Cholesterol, a vital part of the human diet, is essential for the production of testosterol, adrenal hormones, myelin, the lining of nerves and membranes of the brain. Considering all these vital functions, it's difficult to see how cholesterol could be responsible for heart disease. The amount of cholesterol formed by the liver is controlled according to the needs of the body. If dietary cholesterol is increased, a healthy liver responds by making less cholesterol for the needs of the body. But if the cholesterol in the diet is decreased, the liver makes more. In this way the body regulates how much cholesterol is produced for its needs.
The idea that cholesterol may be responsible for heart disease was first muted in 1908, when it was observed that patients with arteriosclerosis tended to come from the wealthy classes, Such people had a diet high in meat, butter, eggs and milk, in contrast to the diet of poorer classes.Then several Russians fed a high animal protein diet to rabbits, which are ordinarily vegetarian, and found that after several months the animals had developed hardening and plaques of the arteries similar to those found in patients with arteriosclerosis.

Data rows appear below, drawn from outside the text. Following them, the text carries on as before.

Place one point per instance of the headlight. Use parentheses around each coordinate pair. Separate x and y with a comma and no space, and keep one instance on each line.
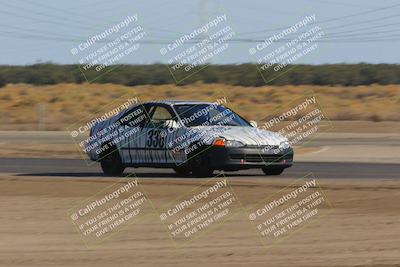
(284,145)
(233,143)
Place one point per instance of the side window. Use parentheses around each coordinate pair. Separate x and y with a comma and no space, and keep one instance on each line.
(135,117)
(159,115)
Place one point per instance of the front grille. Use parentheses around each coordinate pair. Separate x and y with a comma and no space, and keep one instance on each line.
(259,158)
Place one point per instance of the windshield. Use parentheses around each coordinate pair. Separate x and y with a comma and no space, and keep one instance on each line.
(208,114)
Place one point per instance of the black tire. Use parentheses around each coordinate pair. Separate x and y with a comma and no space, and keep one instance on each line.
(111,164)
(200,166)
(273,170)
(182,170)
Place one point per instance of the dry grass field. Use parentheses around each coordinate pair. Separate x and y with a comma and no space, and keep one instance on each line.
(55,107)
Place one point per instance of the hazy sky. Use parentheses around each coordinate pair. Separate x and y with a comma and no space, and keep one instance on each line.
(46,30)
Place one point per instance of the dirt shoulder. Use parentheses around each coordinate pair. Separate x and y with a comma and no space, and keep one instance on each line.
(361,229)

Although it was first thought that high protein from the meat and dairy produce was responsible (the plaques in the rabbits' arteries contained fat and cholesterol crystals) and so cholesterol took the blame.

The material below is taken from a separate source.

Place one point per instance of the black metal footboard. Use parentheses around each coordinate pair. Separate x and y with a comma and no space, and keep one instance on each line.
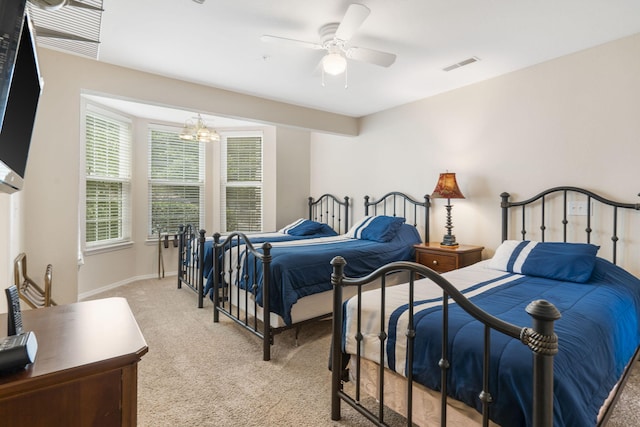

In animal experiments, a group of cholesterol compounds that contain extra oxygen atoms were found to produce arteriosclerosis (Br J Exper Path, 1965; 46: 549-53). But highly purified cholesterol, free of all traces of oxycholesterol and protected from the oxygen of air, does not injure the arteries of animals (Arch Pathol and Labn Med, 1976; 100: 565-72). It is highly unlikely that the Russians took elaborate precautions to prevent the exposure of the cholesterol they were using from oxygen. All they were demonstrating was that oxycholesterol contaminants, rather than cholesterol itself, were producing arteriosclerosis in their experimental animals.

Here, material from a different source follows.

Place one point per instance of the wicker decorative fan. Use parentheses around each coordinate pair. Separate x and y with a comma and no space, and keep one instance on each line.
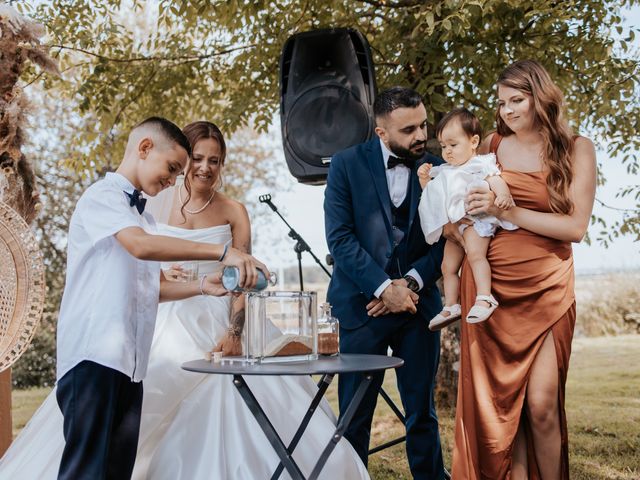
(22,285)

These highly damaging oxycholesterols are found in foods in which cholesterol is subjected to heating and exposure to oxygen during either food processing, cooking or preservation. Such foods include dried egg yolk, dried milk powder and foods fried in heated oils. The oxycholesterol in these foods is absorbed into the blood after digestion and then becomes concentrated in low density lipoprotein in the blood. When lipoproteins are taken up by arterial wall cells, the cholesterol oxides that are released damage artery wall cells and tissues leading to arteriosclerosis.